Isabelle struggled a lot during her first year at university. As opposed to her excitement when studying in high school, she had a hard time because she didn’t find any motivation for it. She felt like “dying inside slowly by slowly”. Isabelle had an existential crisis because even though she knew that she wasn’t happy with her studies; she was raised with the mindset that “you need to have a diploma to be someone in life”. However, the most frustrating part was that she didn’t know what she wanted to do.

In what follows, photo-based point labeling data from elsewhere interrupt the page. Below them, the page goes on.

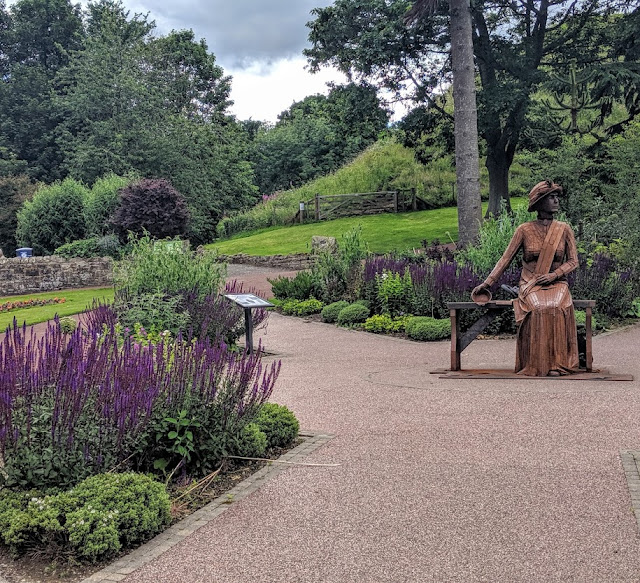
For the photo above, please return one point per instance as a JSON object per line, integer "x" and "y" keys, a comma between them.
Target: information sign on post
{"x": 248, "y": 302}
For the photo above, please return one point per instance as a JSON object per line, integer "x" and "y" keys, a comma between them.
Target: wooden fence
{"x": 326, "y": 207}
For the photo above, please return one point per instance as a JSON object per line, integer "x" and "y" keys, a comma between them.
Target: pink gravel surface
{"x": 439, "y": 480}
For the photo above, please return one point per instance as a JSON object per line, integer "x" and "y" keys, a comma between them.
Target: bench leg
{"x": 588, "y": 350}
{"x": 455, "y": 339}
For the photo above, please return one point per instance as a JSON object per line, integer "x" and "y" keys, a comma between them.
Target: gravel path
{"x": 440, "y": 480}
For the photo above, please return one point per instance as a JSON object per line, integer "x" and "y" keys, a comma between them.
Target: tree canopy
{"x": 516, "y": 45}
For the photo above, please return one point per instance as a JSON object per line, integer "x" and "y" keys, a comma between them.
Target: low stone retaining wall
{"x": 40, "y": 274}
{"x": 296, "y": 261}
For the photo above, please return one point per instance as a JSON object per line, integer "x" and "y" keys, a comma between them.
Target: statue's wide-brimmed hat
{"x": 542, "y": 189}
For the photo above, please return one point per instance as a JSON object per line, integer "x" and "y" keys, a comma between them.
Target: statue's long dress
{"x": 547, "y": 337}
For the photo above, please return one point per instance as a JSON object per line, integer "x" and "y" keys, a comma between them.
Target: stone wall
{"x": 40, "y": 274}
{"x": 295, "y": 261}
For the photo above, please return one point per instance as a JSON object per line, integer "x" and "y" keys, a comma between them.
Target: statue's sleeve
{"x": 507, "y": 256}
{"x": 571, "y": 254}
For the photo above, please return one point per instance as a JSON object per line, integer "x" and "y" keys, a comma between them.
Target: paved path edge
{"x": 175, "y": 534}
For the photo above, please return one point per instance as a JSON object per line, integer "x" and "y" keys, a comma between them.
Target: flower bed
{"x": 32, "y": 303}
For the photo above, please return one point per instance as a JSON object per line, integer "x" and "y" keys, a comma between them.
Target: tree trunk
{"x": 465, "y": 123}
{"x": 498, "y": 165}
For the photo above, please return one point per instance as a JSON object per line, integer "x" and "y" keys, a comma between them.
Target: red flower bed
{"x": 22, "y": 304}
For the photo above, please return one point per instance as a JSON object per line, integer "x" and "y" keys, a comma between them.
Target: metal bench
{"x": 460, "y": 341}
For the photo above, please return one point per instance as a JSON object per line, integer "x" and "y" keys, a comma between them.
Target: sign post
{"x": 248, "y": 302}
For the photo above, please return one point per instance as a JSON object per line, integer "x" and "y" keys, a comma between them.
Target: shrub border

This existential crisis led her to search for meaning and purpose. Isabelle went through a process of self-discovery and finding her calling. Reading the Bible led Isabelle to question her impact on others' lives. One day, in her commute to work, Isabelle saw a homeless man at a bus station, and she realized that it was the same person who she had seen 2 years earlier. She felt a lot of shame because she had been ignoring him for all these years, like he didn’t exist. Now that she had “seen” him, she sat down to have a chat with Charles, the homeless man. The next morning, while she was having breakfast at home and packing her lunch for work, Isabelle prepared an extra sandwich for Charles, and realized that it only cost her € 1.00, so she reached out to friends to help her feed more homeless people to a point where they dispatched 200 sandwiches every week. This self-realization ignited her motivation to engage actively with the world's problems and embrace her identity as a changemaker.
As her interest grew, Isabelle visited to Kigali’s biggest public hospital and seeing the situation with her own eyes, she recalled her father’s words advising of her duty to rebuild Rwanda and decided to address the problem from the roots. A turning point for her was to set up an NGO and address the nutrition and food security issues that she saw at those public hospitals.